Now the World Bank population data is stored in a tibble
named population. Calling the name of the variable will
display the data in a neat interactive table viewer.
population
We see that the tibble appears to have the following
columns:
Country Name – English name of the countryCountry Code – ISO 3166-1
alpha-3 country codeIndicator Name – name of the indicator represented by
the dataIndicator Code – World Bank code for the indicator1960 … 2021 – population estimates by
yearWe also see that the table has 266 rows and 66 columns.
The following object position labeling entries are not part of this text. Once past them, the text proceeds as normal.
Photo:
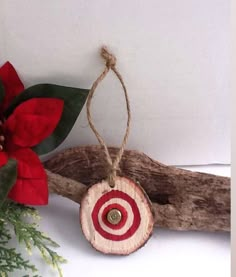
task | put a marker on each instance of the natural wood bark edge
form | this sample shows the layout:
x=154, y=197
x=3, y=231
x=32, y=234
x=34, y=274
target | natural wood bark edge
x=181, y=199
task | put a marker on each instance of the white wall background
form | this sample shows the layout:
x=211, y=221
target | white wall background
x=174, y=57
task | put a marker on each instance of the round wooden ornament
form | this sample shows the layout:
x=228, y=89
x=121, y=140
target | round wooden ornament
x=115, y=214
x=116, y=220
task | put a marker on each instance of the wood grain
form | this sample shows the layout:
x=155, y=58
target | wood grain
x=181, y=199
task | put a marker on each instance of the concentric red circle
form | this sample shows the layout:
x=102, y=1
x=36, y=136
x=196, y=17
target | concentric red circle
x=124, y=216
x=136, y=215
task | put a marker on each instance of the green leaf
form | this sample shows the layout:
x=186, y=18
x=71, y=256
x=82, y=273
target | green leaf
x=74, y=99
x=2, y=91
x=8, y=175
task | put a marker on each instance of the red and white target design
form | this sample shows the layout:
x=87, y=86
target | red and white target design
x=126, y=233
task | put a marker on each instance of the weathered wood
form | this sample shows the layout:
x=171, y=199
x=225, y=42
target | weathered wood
x=182, y=200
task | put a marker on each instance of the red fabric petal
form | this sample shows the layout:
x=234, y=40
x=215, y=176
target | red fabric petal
x=34, y=120
x=11, y=82
x=31, y=187
x=29, y=164
x=3, y=158
x=30, y=192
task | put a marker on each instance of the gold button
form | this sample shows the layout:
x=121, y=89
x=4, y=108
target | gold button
x=114, y=216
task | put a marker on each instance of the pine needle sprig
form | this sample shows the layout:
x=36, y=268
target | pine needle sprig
x=15, y=216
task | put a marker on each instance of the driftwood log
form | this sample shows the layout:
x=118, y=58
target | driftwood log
x=181, y=199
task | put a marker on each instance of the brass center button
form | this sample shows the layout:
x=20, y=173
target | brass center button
x=114, y=216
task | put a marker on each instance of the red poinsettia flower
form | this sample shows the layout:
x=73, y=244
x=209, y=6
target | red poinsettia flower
x=30, y=123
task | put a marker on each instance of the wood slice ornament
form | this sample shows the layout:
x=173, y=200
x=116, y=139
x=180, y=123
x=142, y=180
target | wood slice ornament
x=115, y=214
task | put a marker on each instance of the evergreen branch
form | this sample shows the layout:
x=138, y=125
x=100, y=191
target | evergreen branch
x=11, y=215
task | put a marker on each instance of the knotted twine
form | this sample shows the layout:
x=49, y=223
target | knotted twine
x=113, y=165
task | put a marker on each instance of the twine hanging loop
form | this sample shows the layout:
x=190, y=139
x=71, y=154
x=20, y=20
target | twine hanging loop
x=113, y=165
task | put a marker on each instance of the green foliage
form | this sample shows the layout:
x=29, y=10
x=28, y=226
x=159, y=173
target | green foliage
x=13, y=218
x=8, y=174
x=74, y=99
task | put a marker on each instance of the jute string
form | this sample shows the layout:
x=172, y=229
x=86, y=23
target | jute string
x=112, y=164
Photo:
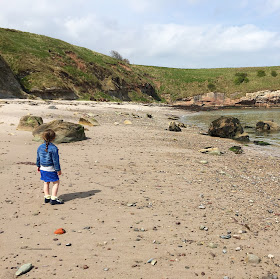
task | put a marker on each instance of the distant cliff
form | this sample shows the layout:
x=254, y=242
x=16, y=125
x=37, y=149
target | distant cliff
x=52, y=69
x=9, y=86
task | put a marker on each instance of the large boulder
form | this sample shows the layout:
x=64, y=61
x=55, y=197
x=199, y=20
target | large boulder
x=267, y=126
x=65, y=131
x=226, y=127
x=174, y=127
x=88, y=120
x=29, y=123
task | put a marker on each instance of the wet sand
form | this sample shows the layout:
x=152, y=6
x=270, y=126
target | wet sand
x=133, y=192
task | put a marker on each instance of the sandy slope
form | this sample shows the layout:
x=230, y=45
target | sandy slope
x=155, y=170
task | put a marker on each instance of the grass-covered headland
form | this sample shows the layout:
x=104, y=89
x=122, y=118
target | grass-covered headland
x=51, y=68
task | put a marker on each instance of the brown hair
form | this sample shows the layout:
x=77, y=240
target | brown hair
x=48, y=136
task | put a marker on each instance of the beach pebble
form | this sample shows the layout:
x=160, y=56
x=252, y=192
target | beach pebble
x=24, y=269
x=127, y=122
x=236, y=236
x=251, y=258
x=212, y=245
x=153, y=262
x=228, y=236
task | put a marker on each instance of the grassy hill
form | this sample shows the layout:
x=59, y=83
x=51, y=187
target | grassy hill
x=51, y=68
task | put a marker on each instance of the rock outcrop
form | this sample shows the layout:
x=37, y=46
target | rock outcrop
x=227, y=127
x=174, y=127
x=65, y=131
x=267, y=126
x=29, y=123
x=9, y=86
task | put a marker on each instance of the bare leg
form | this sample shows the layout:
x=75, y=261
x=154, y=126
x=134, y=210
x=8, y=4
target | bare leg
x=55, y=188
x=47, y=188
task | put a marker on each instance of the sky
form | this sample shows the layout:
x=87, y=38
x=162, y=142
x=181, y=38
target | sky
x=167, y=33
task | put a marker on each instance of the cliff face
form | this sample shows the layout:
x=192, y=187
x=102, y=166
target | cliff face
x=9, y=86
x=52, y=69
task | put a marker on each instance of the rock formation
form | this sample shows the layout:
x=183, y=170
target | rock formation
x=9, y=86
x=65, y=131
x=29, y=123
x=227, y=127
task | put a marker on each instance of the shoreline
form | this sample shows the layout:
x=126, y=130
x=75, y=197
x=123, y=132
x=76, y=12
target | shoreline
x=132, y=193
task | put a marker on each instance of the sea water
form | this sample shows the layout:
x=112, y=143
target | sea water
x=248, y=118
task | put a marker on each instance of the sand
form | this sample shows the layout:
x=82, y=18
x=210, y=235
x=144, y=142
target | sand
x=132, y=193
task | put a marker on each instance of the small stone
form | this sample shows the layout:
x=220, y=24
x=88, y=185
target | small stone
x=251, y=258
x=24, y=269
x=228, y=236
x=127, y=122
x=153, y=262
x=212, y=245
x=60, y=231
x=236, y=236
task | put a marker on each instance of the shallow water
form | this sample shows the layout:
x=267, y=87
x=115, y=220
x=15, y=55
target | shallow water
x=247, y=117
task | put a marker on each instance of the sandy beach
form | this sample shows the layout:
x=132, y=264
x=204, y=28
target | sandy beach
x=133, y=193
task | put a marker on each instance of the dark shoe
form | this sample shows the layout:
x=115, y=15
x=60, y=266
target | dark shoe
x=47, y=200
x=57, y=201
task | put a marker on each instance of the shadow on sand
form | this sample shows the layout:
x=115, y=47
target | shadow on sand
x=78, y=195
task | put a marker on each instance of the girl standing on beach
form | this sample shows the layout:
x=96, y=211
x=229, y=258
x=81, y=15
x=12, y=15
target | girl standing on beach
x=49, y=167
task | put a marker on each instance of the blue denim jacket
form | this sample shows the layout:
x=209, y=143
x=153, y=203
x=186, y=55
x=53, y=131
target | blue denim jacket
x=50, y=158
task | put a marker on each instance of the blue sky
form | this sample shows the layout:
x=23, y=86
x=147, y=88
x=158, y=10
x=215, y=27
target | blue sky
x=169, y=33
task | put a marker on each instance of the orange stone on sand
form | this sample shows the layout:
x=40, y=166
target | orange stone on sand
x=60, y=231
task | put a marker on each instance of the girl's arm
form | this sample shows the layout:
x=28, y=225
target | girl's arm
x=55, y=158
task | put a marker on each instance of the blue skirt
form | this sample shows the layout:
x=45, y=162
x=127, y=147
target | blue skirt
x=49, y=176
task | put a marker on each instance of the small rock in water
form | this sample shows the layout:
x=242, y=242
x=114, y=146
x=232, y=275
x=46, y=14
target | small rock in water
x=251, y=258
x=213, y=245
x=24, y=269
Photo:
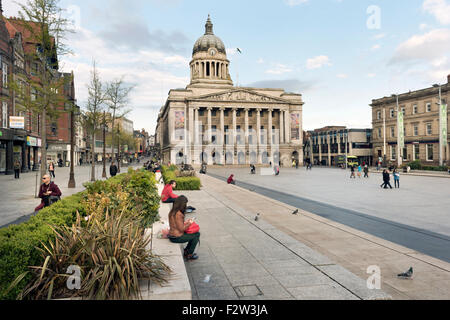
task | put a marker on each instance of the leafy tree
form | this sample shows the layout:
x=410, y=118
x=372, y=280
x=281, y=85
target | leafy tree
x=46, y=29
x=117, y=99
x=94, y=111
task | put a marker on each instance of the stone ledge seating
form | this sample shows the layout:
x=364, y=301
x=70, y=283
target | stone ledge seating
x=178, y=287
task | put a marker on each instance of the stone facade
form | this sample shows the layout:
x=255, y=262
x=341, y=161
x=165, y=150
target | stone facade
x=214, y=122
x=325, y=145
x=421, y=126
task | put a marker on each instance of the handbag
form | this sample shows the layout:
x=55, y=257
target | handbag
x=193, y=228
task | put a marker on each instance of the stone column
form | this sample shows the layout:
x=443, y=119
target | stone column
x=287, y=126
x=209, y=126
x=222, y=127
x=196, y=126
x=281, y=127
x=191, y=125
x=269, y=129
x=329, y=149
x=258, y=133
x=234, y=127
x=246, y=128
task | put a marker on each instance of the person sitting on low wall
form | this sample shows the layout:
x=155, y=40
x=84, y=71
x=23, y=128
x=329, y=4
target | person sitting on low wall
x=167, y=195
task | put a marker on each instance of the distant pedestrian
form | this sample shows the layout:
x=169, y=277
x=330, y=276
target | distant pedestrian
x=113, y=169
x=48, y=192
x=51, y=169
x=167, y=195
x=16, y=169
x=352, y=172
x=178, y=227
x=276, y=170
x=396, y=178
x=386, y=179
The number of
rows and columns of a tibble or other data-frame-like
object can also be programmatically extracted by calling the
dim() function.
dim(population)
## [1] 266 66
The list of column names can be programmatically extracted via the
names() function.
names(population)
## [1] "Country Name" "Country Code" "Indicator Name" "Indicator Code"
## [5] "1960" "1961" "1962" "1963"
## [9] "1964" "1965" "1966" "1967"
## [13] "1968" "1969" "1970" "1971"
## [17] "1972" "1973" "1974" "1975"
## [21] "1976" "1977" "1978" "1979"
## [25] "1980" "1981" "1982" "1983"
## [29] "1984" "1985" "1986" "1987"
## [33] "1988" "1989" "1990" "1991"
## [37] "1992" "1993" "1994" "1995"
## [41] "1996" "1997" "1998" "1999"
## [45] "2000" "2001" "2002" "2003"
## [49] "2004" "2005" "2006" "2007"
## [53] "2008" "2009" "2010" "2011"
## [57] "2012" "2013" "2014" "2015"
## [61] "2016" "2017" "2018" "2019"
## [65] "2020" "2021"
Note how the first four column names contain a space and the rest of the column names are all numbers. This is bad practice as various functions do not work well with column names that either contain a space or start with a number. It is common to replace all spaces with either periods or underscores and add a letter prefix to any column names consisting solely of numbers.
This can be easily achieved by using the
janitor::clean_names() function, which takes the original
table as input and outputs a new table where the column names have been
properly formatted.
population <- janitor::clean_names(population)
names(population)
## [1] "country_name" "country_code" "indicator_name" "indicator_code"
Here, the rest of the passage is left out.